Посвящается семейству Плю, вот уже четыреста лет владеющему винодельческой фермой в долине Луары, поперёк всех войн, революций и прочих исторических катаклизмов.
Время действия – приблизительно 1620 год.
На юг от Парижа, в долине Луары,
жил добрый папаша по имени Жак.
Положим, не так, чтоб действительно старый,
а главное - выпить весьма не дурак.
Он свой виноградник возделывал нежно,
а после с бутылкой в тени отдыхал,
под тучной лозой. И под нос, безмятежно,
такой вот куплет сам себе напевал:
«Коль хочешь жизнь прожить до дна – не суйся во дворянство.
Не лезь в политику. Она куда как хуже пьянства.
На эшафот - из высших сфер - не приведёт вино.
Не лезь в политику, мон шер, ищи в бочонке дно!»
А Пьер – он трудом тяготился крестьяским.
Достали парнишку овсы и рога.
Как часто твердил он младым поселянкам:
«Обрыдло, ей богу! Ударюсь в бега!»
В Париж, где кругом – мушкетёры, дворяне,
дуэли, интриги, амур и прогресс.
На поясе шпага, пистоль на кармане,
а в шляпе – письмо госпожи Де Шеврез!
Ну что - мы? Крестьяне. Немытое рыло!
Ни бурных баталий, ни жарких ланит.
Фурор: засеклась у соседа кобыла!
Да старый папаша над ухом бубнит:
«Коль хочешь жизнь прожить до дна – не суйся во дворянство.
Не лезь в политику. Она куда как хуже пьянства.
На эшафот – помилуй бог! - не приведёт вино.
Не лезь в политику, сынок - ищи в бочонке дно!»
Так Пьер тосковал. И однажды напился
с тоски да с устатку до чёртиков он,
и в старом сарае поспать завалился.
и снится ему удивительный сон...
В его винодельню, нахальным манером,
как будто истории поступь верша,
припёрся Марат со своим Робеспьером:
«Налей-ка, мол, выпить! Горит, мол, душа!»
Лишь только успел обслужить этих пьяниц
( Во форсу! А так-то – свиньёю свинья! )
Пришёл в треуголке своей корсиканец,
и требует одноимённый коньяк.
А следом премьеры, гусары, драгуны,
с пером ли, со шпагой иль так - с кирпичом.

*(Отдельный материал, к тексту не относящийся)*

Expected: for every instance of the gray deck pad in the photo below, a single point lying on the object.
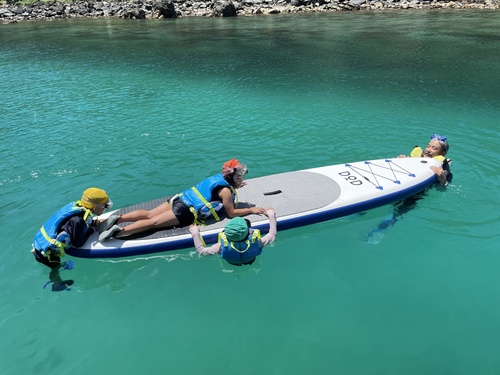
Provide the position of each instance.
(300, 192)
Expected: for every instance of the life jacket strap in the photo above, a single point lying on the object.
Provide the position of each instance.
(79, 206)
(206, 203)
(222, 236)
(236, 195)
(60, 245)
(248, 246)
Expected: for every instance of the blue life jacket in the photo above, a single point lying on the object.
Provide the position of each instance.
(48, 239)
(198, 197)
(241, 251)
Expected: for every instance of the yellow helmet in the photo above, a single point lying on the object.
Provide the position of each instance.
(93, 197)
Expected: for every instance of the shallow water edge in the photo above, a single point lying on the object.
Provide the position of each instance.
(154, 9)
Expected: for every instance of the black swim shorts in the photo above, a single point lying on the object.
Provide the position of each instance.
(182, 213)
(49, 261)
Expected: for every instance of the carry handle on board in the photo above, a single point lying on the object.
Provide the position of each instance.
(273, 192)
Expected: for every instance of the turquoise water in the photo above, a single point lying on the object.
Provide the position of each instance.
(144, 109)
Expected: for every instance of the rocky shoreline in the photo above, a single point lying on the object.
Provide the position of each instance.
(158, 9)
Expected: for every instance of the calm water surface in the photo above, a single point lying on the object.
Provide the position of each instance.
(145, 109)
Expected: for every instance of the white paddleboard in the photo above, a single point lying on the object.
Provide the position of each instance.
(299, 198)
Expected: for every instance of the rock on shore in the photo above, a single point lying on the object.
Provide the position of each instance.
(159, 9)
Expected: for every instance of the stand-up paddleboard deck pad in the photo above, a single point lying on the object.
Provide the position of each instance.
(299, 198)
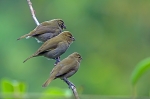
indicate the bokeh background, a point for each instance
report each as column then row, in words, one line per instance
column 111, row 35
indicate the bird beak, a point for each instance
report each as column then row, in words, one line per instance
column 73, row 39
column 64, row 26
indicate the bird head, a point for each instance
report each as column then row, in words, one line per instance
column 67, row 36
column 76, row 56
column 61, row 23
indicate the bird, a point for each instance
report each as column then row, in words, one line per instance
column 46, row 30
column 54, row 47
column 65, row 69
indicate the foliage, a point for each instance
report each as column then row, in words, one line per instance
column 139, row 70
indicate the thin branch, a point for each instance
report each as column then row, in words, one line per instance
column 32, row 12
column 73, row 88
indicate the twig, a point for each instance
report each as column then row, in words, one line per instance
column 32, row 12
column 73, row 88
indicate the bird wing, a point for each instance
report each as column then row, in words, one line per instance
column 49, row 45
column 44, row 27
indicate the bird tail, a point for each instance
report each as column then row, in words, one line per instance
column 28, row 58
column 26, row 35
column 48, row 81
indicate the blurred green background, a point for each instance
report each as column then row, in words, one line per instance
column 111, row 35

шагают герои Парижской Коммуны,
и рожи от жажды горят кумачом.
Ле Пен с Демуленом, Виши с Миттераном,
Ещё Мазарини зачем-то пришёл.
За ними, в обнимку, Де Голль с Талейраном
и вся эта шобла садится за стол.
И с ходу натрескавшись, стали скандалить,
безбожно мешая коньяк и вино:
«Зачем вы, гады, Алжир-то отдали?»
«Засунь себе в ухо своё Мажино!»
И так распалились великие спьяну -
простому парнишке представить слабо:
Ле Пен сгоряча укусил Талейрана,
Виши наплевал Робеспьеру в жабо.
Марат обозвал Мазарини паскудой,
подрались с Де Голлем Бабёф и Дарте...
Ну, вобщем, побили к чертям всю посуду,
И дружно кричали «Vive la Liberte!»
А там, где «Vivat» - там цикута обычно,
а где «Liberte» - гильотина всегда,
и стали мессиры друг дружку привычно
душить, да рубить, да травить, господа...
Проснулся наш Пьер – а луна уж в зените.
Подумал: «А стоит ли трахать судьбу?
Ведь прав был папашка! В гробу я вас видел
теперь-то, когда я вас видел в гробу!»
И он не примкнул и ни к тем, и ни к этим.
Остался, женился...
Четыреста лет
В долине Луары живут его дети,
Всё дуют винцо, да поют тот куплет:
Коль хочешь жизнь прожить до дна – не суйся во дворянство.
Не лезь в политику - она куда как хуже пьянства.
На эшафот - из высших сфер - не приведёт вино.
Не лезь в политику, мон шер!
Политика...
Политика...
Чем лезть в политику, мон шер - ищи в бочонке дно!